Prevenção ao câncer também passa pela coluna!

3 de julho de 2024 | sem comentário | Categoria(s): Sem categoria

Os tumores na coluna são o terceiro tipo mais comum de problema nessa região, ficando atrás das doenças degenerativas e dos traumatismos. Além disso, eles apresentam uma alta incidência de malignidade quando surgem.

Esse é um ponto que ainda gera confusão para muitas pessoas. Os tumores benignos têm origem na própria coluna e têm menos probabilidade de se espalhar para outros órgãos se forem diagnosticados e tratados precocemente. Por outro lado, os tumores secundários, que se originam fora da coluna e se espalham para ela por meio de metástase, são característicos da malignidade e geralmente se originam de locais como mamas, pulmão, estômago, intestino, entre outros.

O diagnóstico precoce é fundamental para evitar sequelas os tumores malignos na coluna podem ser bastante perigosos. Uma de suas consequências é a compressão da medula espinhal, o que pode afetar a movimentação dos braços e das pernas ou, em casos mais graves, levar à tetraplegia.

Quase foi esse o caso do ator Michael J. Fox, conhecido por seu papel no filme “De Volta para o Futuro”, que precisou passar por uma cirurgia para remover um tumor antes que afetasse sua mobilidade.
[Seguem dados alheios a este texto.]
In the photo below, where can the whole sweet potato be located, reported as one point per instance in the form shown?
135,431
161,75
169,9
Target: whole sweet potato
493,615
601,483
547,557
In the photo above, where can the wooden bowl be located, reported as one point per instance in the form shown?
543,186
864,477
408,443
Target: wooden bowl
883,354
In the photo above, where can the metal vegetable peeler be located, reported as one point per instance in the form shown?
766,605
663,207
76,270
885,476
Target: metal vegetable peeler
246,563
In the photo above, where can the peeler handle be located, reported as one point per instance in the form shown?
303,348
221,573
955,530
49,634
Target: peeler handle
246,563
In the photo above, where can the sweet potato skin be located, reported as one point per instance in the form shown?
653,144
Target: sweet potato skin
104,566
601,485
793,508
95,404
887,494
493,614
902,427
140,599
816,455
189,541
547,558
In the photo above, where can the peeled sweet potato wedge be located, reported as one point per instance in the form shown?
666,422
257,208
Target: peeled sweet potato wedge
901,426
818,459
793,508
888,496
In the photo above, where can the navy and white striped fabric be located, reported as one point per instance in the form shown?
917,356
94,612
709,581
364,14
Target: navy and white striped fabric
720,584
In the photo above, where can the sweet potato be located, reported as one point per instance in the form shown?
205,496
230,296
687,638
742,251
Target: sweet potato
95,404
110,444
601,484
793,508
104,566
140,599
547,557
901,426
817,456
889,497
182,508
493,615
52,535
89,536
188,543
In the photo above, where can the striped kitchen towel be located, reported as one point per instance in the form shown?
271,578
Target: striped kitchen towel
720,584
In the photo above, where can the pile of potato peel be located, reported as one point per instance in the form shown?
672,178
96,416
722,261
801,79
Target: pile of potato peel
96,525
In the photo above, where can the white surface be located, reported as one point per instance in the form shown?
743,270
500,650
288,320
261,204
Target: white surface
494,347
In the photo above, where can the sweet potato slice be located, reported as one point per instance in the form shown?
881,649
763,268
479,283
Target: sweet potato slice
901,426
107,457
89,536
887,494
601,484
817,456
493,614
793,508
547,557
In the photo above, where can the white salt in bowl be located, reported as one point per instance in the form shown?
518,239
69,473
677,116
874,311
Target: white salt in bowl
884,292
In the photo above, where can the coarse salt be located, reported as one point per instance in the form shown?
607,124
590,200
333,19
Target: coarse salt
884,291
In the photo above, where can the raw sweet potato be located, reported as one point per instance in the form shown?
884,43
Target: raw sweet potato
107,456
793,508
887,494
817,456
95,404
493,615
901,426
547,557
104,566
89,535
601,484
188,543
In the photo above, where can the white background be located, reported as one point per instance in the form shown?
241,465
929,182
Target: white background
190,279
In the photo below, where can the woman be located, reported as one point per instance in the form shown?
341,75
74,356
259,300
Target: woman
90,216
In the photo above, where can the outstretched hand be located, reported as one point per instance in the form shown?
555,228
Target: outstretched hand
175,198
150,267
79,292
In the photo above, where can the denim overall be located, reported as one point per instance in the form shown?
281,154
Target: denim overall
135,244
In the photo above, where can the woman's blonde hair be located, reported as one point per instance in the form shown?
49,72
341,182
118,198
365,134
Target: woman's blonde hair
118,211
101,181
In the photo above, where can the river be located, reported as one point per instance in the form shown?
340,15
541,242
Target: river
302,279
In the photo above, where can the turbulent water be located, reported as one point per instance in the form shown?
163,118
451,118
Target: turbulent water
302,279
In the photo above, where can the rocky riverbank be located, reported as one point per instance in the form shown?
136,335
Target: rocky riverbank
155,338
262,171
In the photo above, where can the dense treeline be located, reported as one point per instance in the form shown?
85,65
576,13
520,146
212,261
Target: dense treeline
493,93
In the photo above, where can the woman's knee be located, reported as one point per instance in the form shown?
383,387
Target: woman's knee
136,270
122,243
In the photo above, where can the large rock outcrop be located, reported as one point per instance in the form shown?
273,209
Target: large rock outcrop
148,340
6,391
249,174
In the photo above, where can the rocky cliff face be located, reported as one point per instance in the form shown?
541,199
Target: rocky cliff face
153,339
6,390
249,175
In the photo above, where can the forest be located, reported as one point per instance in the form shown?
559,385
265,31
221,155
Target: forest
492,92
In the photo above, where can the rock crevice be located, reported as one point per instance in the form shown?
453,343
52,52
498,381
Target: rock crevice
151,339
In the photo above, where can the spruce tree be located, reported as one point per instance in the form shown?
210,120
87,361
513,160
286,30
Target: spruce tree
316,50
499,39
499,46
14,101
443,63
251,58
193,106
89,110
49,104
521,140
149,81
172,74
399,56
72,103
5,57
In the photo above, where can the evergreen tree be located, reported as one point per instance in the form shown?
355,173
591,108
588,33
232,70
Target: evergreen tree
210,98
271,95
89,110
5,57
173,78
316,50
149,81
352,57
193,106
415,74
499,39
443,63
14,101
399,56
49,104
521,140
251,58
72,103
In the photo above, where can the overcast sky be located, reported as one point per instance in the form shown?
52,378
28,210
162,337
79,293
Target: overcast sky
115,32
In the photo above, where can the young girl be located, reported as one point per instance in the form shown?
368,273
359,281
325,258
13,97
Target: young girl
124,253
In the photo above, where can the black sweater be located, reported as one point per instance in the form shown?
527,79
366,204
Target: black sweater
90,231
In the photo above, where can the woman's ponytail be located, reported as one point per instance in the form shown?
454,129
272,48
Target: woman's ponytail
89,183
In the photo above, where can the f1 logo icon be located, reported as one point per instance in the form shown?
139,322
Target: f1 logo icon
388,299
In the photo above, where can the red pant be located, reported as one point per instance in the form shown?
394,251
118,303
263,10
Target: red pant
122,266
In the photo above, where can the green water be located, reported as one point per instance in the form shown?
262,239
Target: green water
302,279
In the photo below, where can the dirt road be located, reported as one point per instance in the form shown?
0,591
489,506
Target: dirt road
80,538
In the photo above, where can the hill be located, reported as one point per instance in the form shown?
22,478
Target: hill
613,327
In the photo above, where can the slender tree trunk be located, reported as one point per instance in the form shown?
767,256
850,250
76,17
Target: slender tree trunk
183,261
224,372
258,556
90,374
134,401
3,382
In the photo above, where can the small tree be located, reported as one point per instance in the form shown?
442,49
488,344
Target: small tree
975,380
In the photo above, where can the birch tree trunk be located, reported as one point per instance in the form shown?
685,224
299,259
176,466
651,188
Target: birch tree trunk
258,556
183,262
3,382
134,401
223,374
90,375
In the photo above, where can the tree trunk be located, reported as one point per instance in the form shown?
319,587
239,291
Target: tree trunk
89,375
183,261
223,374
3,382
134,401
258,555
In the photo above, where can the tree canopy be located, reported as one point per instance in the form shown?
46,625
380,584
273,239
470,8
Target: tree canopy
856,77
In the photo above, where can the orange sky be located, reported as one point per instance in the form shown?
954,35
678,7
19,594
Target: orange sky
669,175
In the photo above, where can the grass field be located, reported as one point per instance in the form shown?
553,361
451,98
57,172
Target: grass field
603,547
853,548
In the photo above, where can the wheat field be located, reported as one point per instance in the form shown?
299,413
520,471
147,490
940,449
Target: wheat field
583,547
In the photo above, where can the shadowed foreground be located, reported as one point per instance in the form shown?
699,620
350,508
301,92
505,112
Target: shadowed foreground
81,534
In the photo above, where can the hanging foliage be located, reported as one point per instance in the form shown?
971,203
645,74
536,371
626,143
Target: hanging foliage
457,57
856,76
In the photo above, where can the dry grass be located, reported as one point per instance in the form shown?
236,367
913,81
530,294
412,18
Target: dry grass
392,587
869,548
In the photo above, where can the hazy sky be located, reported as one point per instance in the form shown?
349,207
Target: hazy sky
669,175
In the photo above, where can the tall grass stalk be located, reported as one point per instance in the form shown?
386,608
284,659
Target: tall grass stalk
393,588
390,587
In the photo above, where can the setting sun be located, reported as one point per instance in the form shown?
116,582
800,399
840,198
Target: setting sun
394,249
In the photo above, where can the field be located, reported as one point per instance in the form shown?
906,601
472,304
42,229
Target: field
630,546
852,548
Portanto, um diagnóstico precoce é crucial não apenas para controlar a dor, mas também para evitar sequelas e impedir complicações como a metástase óssea.

Os sintomas do câncer na coluna geralmente incluem dor nas costas, que pode ser confundida com manifestações de outras condições na mesma área. Por isso, é importante estar atento a sinais como dor na coluna ou nos membros, formigamento, paralisia temporária dos braços ou pernas e perda de peso rápida.

Ao detectar um ou mais desses sintomas, é essencial procurar a ajuda de um profissional especializado em coluna. Ele pode solicitar exames de imagem, como raios-X, ressonância magnética e tomografia, para confirmar a presença da doença. Além disso, podem ser necessários exames como cintilografia e PET-CT para avaliar o estágio do tumor.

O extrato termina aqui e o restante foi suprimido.